И как ни странно, матери от этого словно стало легче, она успокоилась, повеселела и даже не то чтобы бросила пить, а охладела к этому пагубному занятию, словно оно ей надоело, наскучило, поскольку теперь была сосредоточена на ином. «Ну что, милые дети? Расскажите, как он там, ваш отец, какая у него обстановка дома, как его новая жена», - просила она, уже не пряча графин за тахту, а держа его перед собой, чтобы мы могли убедиться, что она отпила всего рюмку и больше пить не собирается.

Мы отнекивались, пытались избежать этой опасной и скользкой, на наш взгляд, темы, но она упорно настаивала: «Нет уж, пожалуйста. Поведайте матери.
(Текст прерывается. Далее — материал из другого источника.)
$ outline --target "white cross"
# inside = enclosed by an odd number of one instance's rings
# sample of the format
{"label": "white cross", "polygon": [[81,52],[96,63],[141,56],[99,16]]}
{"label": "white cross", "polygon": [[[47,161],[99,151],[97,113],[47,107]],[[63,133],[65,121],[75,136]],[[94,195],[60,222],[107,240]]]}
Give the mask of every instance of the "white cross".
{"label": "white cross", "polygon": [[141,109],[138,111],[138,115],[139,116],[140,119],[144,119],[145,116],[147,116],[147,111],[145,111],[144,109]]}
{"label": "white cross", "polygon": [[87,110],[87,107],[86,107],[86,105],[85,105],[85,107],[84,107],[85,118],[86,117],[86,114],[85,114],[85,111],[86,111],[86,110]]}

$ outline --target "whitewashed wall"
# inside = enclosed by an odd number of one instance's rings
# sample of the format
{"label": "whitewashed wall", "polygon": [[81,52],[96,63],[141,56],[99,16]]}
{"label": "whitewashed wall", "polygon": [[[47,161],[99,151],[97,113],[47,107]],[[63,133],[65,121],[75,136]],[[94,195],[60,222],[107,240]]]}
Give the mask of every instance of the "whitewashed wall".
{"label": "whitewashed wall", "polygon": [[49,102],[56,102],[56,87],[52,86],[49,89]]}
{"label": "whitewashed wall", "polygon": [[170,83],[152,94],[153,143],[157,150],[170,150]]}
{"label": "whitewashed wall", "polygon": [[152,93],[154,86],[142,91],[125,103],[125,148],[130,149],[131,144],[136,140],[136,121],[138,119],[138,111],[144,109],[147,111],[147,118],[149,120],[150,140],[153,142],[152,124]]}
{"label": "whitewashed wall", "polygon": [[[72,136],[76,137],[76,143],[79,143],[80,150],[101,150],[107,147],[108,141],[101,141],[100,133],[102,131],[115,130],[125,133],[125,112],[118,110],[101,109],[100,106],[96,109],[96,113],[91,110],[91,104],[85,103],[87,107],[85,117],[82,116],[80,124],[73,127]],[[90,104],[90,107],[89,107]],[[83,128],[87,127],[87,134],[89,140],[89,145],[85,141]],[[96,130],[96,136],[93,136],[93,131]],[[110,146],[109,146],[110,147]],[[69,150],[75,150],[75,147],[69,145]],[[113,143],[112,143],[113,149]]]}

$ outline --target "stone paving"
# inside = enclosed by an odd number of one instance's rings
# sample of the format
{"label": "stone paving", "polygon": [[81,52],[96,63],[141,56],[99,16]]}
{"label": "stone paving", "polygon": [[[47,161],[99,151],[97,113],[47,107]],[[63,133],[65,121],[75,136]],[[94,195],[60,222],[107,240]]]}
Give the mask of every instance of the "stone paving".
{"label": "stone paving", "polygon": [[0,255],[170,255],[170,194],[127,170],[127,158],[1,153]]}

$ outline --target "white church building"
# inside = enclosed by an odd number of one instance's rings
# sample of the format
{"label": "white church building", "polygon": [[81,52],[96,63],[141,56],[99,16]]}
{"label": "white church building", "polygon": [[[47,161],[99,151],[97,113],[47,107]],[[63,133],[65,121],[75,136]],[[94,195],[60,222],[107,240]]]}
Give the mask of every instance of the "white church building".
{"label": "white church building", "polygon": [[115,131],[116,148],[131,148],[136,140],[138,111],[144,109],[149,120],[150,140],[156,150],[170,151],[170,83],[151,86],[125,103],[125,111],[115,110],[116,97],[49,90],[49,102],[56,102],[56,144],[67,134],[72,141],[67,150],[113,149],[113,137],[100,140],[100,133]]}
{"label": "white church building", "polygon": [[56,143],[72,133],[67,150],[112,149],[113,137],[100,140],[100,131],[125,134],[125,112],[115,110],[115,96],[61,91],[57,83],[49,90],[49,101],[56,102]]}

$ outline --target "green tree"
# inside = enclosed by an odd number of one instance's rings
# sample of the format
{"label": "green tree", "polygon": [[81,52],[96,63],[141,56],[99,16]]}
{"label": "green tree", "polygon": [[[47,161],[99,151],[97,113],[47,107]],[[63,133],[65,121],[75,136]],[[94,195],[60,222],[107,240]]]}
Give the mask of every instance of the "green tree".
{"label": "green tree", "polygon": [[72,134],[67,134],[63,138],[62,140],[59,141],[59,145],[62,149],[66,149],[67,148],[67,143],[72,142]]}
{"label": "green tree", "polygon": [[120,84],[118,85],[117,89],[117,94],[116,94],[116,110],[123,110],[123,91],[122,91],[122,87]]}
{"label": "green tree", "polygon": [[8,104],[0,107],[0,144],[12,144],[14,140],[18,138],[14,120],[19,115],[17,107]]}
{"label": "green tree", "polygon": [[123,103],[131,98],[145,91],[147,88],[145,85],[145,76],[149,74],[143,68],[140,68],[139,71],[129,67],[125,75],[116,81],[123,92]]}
Я требую, в конце концов». Приходилось уступить, и мы по очереди что-то бубнили, как нам казалось не слишком вразумительное, но она охотно, даже с некоторой важностью слушала, кивала, вникала во все подробности, словно ей самой больше всего хотелось хотя бы мысленно побывать там, где бывали мы. «И что же его метеорология? Что нового он открыл, ваш отец? Чем обогатил сию науку? Какие у него великие идеи?»  - задавала она новые вопросы, и задавала с таким искренним участием, что можно было подумать, будто метеорология интересует ее больше всего на свете.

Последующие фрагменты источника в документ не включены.